Opinion: A letter from Geoffrey Black regarding Collegium candidates
Written by Geoffrey A. Black
April 26, 2011
In a few weeks we will gather as the General Synod for the 28th time in the life of the United Church of Christ in Tampa, Florida. We will worship, be resourced and renewed for ministry, and attend to business items on our agenda. One of these important items is the election of three new national officers of the church — a new Associate General Minister, a new Executive Minister for Local Church Ministries, and a new Executive Minister for Wider Church Ministries.
Nominated for these positions are W. Mark Clark, Jim Moos and J. Bennett Guess — whose names were announced in January. This Spring each was confirmed by the appropriate board of directors or the Executive Council.
I served on each of the three search committees and enthusiastically affirm their call and preparation to serve in these important roles! Each search committee was diverse in composition, considered strong and diverse applicants, and took their responsibility seriously to prayerfully discern the call of each particular candidate. Each one has been nominated bearing the constellation of leadership gifts needed to hit the ground running supporting this missional moment in the life of our church.
Upon election, the diversity of the new Collegium when it is fully convened in October will include: three white persons and two persons of color, one woman and four men, one lay person and four ordained, with urban and rural backgrounds from various geographic regions of the church, and the first openly gay person to serve as an officer of a mainline denomination! In my travels across the church, I have only heard affirmation of the diverse gifts and skills of the individuals who have been called to serve. With my colleague Linda Jaramillo, I look forward to serving with them.
Looking forward, our church, committed to diversity and inclusion, will in an ongoing way need to address leadership development robustly. Some have voiced concern that we need to continue to work intentionally to support leadership formation of all persons, of all abilities, including young adults, and with particular attention to women and persons of color in across settings of the church.
Celebrating the leadership of women, I take this seriously. I appreciate the leadership of women colleagues on the Collegium and the particular insights and perspectives that each has offered. I am personally grateful for our church’s commitment to the leadership of persons of color. Over the years many have strongly advocated for this rich pool of leadership to be acknowledged and valued in our common life. Likewise, I value the leadership of white male colleagues in our common life, and their commitment to being a multiracial, multicultural, increasingly intercultural church, and to honoring and supporting the leadership of women and all types of new and emerging leadership in the life of the church. We are, all of us, in all of our rich diversity, allies of one another; each one called to advocate for the whole!
Moving forward as the United Church of Christ to support diverse leadership, I recognize that there are gifted persons of color and women who do not apply for open positions in the National and Conference settings. It is clear that we must do a better job of engaging leadership development strategies across the life of our church!

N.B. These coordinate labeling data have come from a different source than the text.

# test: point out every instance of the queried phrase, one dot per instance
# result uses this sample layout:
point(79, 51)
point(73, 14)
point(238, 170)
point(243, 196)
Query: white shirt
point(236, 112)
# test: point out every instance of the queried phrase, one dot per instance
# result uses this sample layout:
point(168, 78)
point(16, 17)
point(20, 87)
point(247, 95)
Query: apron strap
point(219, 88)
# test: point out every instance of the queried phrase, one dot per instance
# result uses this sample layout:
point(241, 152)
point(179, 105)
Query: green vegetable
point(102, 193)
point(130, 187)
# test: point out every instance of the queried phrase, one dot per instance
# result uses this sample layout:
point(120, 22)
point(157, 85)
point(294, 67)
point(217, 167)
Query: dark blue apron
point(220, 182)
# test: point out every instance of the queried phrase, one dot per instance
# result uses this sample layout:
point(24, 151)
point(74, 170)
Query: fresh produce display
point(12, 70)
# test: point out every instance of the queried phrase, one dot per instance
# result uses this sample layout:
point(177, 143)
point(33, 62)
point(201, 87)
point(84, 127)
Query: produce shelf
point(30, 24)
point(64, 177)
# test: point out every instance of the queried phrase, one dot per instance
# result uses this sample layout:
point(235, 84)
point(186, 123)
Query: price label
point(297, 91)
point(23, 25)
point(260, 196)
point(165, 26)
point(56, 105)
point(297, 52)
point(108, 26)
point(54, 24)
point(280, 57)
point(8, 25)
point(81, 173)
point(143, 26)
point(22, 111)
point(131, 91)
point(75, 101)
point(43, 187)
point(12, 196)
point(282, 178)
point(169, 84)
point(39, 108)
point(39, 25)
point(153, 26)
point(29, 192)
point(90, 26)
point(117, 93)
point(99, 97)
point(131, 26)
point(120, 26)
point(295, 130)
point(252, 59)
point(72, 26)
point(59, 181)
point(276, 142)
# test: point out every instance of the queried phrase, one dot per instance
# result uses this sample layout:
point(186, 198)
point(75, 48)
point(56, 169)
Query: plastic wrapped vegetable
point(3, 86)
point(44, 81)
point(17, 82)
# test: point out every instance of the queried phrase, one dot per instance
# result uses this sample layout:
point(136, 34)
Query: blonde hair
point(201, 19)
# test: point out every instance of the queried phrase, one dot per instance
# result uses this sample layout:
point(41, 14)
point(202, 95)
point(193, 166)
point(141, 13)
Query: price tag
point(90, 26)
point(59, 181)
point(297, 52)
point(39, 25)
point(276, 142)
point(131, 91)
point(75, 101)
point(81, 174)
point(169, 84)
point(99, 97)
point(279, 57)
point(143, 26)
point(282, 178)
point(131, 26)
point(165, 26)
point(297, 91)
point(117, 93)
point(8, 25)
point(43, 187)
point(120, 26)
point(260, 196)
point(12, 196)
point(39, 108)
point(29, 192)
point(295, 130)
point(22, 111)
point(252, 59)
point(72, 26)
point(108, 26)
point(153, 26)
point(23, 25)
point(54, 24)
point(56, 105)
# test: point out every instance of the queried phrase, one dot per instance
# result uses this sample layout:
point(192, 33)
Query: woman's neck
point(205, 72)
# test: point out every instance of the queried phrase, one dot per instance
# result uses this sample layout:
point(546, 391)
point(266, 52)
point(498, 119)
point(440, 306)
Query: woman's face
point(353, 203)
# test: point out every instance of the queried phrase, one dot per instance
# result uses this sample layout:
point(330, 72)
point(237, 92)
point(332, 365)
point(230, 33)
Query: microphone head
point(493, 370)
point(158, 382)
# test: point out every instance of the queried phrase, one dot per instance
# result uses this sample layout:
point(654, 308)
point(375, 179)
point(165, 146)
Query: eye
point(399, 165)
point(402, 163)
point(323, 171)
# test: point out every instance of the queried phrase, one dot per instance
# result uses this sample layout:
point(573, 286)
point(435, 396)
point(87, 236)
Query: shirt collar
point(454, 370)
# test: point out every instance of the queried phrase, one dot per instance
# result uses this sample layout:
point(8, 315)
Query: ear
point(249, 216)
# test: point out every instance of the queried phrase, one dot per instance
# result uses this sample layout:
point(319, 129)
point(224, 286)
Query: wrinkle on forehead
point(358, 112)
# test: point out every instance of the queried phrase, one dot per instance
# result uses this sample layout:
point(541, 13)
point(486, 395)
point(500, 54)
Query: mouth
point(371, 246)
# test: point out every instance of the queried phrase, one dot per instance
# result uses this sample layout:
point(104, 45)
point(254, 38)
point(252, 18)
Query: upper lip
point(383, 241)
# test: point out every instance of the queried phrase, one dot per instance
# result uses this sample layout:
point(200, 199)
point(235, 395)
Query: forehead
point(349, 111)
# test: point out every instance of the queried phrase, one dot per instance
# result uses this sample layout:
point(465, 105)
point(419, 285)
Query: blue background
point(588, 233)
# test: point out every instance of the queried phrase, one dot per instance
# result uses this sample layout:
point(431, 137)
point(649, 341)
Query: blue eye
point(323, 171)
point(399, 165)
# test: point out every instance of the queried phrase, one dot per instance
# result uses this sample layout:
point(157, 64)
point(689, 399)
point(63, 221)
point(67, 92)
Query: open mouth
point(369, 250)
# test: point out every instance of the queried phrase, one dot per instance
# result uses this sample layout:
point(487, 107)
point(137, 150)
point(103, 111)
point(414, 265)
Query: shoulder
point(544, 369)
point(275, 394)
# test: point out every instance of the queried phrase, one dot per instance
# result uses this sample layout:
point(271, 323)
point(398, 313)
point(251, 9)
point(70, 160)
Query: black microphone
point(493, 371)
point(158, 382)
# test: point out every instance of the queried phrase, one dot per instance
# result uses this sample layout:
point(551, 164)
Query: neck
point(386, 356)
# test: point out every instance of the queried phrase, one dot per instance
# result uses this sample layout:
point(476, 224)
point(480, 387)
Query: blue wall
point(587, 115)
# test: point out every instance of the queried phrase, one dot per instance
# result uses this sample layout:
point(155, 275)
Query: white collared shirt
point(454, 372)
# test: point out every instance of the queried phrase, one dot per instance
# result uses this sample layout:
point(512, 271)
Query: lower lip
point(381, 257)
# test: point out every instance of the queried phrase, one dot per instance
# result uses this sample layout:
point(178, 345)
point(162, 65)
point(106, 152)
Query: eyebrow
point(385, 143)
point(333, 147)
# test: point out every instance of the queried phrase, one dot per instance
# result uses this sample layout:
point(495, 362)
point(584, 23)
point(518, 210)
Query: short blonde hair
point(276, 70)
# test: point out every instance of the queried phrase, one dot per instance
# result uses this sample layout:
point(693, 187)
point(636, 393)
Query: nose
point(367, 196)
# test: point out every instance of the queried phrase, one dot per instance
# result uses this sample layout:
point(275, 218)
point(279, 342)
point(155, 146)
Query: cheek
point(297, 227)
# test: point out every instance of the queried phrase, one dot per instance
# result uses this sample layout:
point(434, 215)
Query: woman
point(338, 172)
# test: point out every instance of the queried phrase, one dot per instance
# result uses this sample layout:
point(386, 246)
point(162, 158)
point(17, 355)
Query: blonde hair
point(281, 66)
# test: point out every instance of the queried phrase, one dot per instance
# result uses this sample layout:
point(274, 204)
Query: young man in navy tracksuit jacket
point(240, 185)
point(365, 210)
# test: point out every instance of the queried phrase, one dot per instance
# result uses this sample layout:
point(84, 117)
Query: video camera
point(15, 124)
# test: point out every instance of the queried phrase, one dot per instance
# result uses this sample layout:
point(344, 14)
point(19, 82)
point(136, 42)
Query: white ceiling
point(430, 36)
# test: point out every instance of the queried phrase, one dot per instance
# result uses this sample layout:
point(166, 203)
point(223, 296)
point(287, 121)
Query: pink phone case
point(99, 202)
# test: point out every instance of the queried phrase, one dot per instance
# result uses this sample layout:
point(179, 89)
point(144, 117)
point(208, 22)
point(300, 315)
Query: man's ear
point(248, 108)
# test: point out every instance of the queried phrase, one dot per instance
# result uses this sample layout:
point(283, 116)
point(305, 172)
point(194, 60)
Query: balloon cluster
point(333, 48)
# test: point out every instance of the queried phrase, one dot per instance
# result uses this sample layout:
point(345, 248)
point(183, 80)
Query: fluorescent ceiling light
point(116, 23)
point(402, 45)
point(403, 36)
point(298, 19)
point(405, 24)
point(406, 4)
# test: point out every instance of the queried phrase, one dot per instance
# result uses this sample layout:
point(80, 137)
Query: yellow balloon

I have considered factors that may discourage them from doing so. While compensation is not always the primary decision about a place of service, many well-equipped persons might receive higher pay in other places of ministry or administration. I also wonder if there is a component related to how leaders in these ministry roles are viewed, or treated, that discourages well-qualified persons from pursuing these positions. This means we need to do capacity building in all communities of the church to receive and support leaders! And, finally, I wonder if the lifestyle of travel — including significant days away from family and communities — contributes to discouraging a higher number of applicants. I don’t know the answer to these questions, but I do think they bear consideration.
I am personally committed to taking immediate steps to ensure that we are nurturing and fostering leadership of women, persons of color and emerging leaders with intentionality. The UCC Strategic Initiatives Fund, which is lodged in my office, is being used in part to support this kind of intentional leadership development, most recently with the funding of a Presidential Fellows program that will invest in the future growth of some of our most promising young adult leaders.
We have three gifted, capable nominees to consider at General Synod who share this vision, and each has a deep commitment to the United Church of Christ and, in conversation with the search committees, they have discerned this to be the ministry where God is calling them to serve. We can celebrate that our witness of extravagant welcome is embodied in new ways by the leadership of those who have been called to serve and who will support our ongoing work:
Mark Clark, the nominee for Associate General Minister, is a gifted layman and skilled administrator who is a child of the United Church of Christ. The Rev. Jim Moos, the nominee for Executive Minister for Wider Church Ministries, is a pastor from North Dakota who has a long-held commitment to and experience with the global ministry and mission of the United Church of Christ. The Rev. J. Bennett Guess, the nominee for Executive Minister for Local Church Ministries, has served as a local church pastor and, most recently, his creative gifts, vision and leadership have been evident as the UCC’s director of publishing, identity and communication.
You will have the opportunity to hear Mark, Jim and Ben address the General Synod in plenary, and there will be a time on Sunday evening when delegates and visitors can choose to participate in a time of conversation and dialogue with the candidates.
In these final months leading up to the General Synod, I hope you will join me in praying that the spirit of the living God will be upon us as we gather in Tampa, and that we will indeed be a witness to what God has made and continues to make possible in our lives — in our church and in the world.